Overview

Sunitinib in Treating Patients With Relapsed or Refractory Diffuse or Mediastinal Large B-Cell Lymphoma

Status:
Completed
Trial end date:
2012-01-01
Target enrollment:
0
Participant gender:
All
Summary
This phase II trial is studying how well sunitinib works in treating patients with relapsed or refractory diffuse or mediastinal large B-cell lymphoma.
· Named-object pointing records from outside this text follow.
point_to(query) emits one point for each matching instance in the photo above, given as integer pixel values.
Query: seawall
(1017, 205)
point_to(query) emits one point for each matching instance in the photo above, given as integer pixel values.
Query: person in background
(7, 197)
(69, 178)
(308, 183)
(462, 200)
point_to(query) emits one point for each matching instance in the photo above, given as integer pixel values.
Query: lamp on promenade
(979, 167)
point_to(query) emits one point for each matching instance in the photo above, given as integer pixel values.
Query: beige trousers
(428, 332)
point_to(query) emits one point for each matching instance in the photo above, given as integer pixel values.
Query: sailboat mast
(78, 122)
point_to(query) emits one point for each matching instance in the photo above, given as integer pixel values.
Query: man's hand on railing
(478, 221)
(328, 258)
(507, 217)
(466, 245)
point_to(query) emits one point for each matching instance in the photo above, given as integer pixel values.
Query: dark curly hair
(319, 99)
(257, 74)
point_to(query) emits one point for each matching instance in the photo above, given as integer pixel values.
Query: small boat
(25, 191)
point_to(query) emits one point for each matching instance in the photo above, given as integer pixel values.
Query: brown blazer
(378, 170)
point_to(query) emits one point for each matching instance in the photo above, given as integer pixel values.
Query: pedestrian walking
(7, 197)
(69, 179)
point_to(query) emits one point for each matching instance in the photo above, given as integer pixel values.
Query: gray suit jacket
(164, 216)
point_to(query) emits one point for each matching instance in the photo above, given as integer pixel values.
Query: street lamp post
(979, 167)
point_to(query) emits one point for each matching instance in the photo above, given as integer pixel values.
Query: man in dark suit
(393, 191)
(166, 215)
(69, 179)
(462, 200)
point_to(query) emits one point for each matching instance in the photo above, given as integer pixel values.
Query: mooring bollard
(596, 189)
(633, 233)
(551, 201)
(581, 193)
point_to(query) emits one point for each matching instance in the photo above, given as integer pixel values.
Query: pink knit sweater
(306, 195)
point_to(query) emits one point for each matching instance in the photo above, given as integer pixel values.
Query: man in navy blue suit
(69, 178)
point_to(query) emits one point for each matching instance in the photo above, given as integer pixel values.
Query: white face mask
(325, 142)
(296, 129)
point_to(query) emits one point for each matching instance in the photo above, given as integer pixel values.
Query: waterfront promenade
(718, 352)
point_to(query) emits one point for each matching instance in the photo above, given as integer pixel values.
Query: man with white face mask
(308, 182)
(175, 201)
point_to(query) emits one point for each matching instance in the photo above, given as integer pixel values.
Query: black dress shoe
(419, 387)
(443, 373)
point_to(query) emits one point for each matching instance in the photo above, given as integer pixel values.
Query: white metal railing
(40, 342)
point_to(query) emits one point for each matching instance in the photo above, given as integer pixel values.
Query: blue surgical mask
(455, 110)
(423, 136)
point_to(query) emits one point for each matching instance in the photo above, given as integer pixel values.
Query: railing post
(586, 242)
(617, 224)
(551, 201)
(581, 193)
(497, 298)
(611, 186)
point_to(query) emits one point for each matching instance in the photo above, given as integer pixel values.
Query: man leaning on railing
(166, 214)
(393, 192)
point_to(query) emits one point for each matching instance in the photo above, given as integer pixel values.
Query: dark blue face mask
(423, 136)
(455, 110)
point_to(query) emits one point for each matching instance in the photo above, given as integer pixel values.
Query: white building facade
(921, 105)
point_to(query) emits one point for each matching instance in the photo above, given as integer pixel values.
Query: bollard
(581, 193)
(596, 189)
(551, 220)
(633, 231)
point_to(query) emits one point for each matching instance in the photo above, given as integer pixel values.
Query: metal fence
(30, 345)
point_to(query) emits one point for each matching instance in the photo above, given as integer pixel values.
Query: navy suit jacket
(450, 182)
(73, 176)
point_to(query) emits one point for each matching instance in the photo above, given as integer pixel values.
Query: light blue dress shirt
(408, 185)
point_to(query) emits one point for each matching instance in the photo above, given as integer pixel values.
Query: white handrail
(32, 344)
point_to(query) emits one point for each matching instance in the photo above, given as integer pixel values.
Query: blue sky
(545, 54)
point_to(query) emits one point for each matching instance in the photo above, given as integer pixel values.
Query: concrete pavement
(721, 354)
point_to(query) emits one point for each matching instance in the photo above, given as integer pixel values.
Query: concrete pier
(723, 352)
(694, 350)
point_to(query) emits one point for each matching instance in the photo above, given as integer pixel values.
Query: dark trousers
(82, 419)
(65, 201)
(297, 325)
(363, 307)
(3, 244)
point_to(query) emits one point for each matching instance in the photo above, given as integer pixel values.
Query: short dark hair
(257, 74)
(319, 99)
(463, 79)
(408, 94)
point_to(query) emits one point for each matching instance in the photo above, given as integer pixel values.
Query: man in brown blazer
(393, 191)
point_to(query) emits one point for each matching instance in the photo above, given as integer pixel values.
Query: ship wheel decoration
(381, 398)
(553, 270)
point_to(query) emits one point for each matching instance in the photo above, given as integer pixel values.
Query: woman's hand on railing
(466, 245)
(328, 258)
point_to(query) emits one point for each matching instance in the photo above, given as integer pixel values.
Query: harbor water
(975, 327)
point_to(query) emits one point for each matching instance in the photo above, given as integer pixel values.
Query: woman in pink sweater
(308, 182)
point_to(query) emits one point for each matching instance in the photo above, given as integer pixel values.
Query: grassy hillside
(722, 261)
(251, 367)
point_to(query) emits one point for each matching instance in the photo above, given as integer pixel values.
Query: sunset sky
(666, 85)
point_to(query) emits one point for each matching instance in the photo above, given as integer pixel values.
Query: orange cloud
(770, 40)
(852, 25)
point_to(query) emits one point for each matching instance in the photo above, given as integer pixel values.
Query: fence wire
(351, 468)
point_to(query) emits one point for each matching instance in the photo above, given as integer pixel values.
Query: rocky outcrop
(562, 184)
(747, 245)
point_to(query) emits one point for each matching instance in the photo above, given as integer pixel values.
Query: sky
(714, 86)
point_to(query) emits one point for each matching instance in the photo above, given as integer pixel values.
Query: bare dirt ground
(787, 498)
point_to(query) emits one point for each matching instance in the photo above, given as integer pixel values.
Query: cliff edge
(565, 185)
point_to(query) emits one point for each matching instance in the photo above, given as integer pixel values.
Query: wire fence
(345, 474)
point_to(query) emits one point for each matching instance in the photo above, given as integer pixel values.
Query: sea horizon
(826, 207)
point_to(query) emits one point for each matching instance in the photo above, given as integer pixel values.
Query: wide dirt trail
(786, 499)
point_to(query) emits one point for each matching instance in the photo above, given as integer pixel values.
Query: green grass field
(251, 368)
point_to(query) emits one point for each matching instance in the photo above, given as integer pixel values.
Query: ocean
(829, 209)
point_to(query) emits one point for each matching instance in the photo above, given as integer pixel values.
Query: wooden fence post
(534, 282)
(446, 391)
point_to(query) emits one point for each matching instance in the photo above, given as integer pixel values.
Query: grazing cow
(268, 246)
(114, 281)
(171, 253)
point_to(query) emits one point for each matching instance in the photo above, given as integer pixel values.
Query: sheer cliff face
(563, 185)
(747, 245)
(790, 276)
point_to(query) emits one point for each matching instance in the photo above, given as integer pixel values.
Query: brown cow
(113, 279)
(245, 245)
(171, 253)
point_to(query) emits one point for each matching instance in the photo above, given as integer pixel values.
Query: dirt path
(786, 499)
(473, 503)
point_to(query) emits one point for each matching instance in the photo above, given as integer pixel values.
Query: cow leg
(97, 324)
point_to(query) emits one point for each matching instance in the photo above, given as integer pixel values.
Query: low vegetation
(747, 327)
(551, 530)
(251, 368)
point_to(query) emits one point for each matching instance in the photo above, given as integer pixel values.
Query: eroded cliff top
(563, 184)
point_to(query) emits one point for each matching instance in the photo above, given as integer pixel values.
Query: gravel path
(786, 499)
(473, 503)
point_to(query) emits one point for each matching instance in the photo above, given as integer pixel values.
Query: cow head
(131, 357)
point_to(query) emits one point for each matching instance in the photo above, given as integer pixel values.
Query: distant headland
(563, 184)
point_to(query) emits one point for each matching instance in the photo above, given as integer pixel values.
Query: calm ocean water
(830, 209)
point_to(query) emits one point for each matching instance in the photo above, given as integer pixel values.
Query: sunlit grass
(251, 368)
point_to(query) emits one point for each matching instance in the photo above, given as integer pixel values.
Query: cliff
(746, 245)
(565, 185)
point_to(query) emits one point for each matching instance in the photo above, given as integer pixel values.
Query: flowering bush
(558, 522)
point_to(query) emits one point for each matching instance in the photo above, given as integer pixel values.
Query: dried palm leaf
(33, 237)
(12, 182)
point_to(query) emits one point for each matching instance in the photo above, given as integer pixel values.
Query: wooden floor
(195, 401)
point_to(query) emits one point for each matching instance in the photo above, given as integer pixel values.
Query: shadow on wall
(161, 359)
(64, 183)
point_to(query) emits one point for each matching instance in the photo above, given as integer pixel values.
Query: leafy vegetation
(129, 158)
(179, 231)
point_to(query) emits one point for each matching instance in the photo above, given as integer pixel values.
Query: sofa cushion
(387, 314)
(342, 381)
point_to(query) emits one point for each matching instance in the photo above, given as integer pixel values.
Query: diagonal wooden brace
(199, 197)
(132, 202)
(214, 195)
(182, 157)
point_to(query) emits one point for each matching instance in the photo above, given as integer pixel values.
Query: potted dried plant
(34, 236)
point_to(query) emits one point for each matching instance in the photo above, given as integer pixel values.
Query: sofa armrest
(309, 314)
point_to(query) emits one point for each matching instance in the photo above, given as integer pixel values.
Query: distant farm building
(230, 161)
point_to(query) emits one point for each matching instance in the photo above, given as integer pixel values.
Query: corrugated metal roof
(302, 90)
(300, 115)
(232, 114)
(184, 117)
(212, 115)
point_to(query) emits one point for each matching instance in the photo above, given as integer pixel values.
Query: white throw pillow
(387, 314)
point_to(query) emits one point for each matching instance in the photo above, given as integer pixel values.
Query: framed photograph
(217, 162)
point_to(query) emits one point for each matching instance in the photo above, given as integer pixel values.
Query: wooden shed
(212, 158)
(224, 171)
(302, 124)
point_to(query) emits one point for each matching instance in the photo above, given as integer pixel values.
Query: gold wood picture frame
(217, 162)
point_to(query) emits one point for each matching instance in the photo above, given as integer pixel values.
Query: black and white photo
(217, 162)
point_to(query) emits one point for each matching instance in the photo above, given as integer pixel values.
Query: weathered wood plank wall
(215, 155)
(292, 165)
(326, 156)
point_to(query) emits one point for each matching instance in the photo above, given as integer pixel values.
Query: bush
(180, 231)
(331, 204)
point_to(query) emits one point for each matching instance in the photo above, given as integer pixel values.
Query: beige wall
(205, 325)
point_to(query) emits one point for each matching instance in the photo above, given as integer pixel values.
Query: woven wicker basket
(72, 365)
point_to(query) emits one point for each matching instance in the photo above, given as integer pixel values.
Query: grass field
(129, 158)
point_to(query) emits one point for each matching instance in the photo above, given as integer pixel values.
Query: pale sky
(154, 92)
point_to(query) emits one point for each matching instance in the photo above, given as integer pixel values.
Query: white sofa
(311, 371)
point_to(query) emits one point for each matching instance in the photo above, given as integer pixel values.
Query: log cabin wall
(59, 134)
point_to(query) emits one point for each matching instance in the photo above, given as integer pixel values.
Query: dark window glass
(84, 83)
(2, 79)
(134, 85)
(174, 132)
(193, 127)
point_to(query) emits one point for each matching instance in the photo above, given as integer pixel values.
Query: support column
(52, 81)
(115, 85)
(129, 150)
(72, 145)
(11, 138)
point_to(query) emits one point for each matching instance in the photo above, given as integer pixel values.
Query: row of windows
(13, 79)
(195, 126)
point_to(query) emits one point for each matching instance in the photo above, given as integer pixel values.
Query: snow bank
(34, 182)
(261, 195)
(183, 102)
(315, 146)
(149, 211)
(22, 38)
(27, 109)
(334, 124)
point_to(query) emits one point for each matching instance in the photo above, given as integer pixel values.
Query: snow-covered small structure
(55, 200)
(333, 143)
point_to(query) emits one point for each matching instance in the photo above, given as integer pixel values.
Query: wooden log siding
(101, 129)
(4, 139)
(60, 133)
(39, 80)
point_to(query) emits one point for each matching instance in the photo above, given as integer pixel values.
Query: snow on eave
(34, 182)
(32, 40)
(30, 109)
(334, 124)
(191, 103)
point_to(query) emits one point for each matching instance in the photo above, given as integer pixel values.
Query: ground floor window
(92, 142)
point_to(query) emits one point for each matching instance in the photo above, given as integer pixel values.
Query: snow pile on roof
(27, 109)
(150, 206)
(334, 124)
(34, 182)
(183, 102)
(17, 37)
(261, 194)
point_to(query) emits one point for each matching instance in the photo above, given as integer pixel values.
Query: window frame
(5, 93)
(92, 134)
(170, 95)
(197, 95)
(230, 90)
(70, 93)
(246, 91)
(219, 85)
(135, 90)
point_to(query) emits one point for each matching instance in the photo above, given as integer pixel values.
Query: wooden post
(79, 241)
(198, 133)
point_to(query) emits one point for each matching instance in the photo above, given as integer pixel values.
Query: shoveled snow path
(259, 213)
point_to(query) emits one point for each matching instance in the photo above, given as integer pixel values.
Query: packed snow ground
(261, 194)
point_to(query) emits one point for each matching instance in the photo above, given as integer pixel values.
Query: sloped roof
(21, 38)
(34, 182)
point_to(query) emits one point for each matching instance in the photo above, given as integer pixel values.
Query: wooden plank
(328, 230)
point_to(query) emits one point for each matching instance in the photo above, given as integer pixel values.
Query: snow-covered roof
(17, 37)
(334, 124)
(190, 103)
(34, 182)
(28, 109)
Sunitinib may stop the growth of cancer cells by blocking some of the enzymes needed for cell growth and by blocking blood flow to the cancer.
Phase:
Phase 2
Accepts Healthy Volunteers?
No
Details
Lead Sponsor:
National Cancer Institute (NCI)
Treatments:
Sunitinib
Criteria
Criteria:

- Histologically confirmed diffuse or mediastinal large B-cell lymphoma*, meeting the
following criteria: Advanced or metastatic disease, Incurable by standard therapies,
Relapsed or refractory disease [Note: *Patients with diffuse large B-cell lymphoma
whose disease has transformed from an earlier diagnosis of low grade lymphoma (i.e.,
an indolent histology) are eligible]

- Bidimensionally measurable disease** by CT scan, MRI, or physical exam, with >= 1
disease site meeting 1 of the following criteria: Lymph nodes >= 1.5 cm x 1.5 cm by
spiral CT scan, Non-nodal regions >= 1 cm x 1 cm by MRI, CT scan, or physical exam
[Note: **Bone lesions are not considered bidimensionally measurable disease]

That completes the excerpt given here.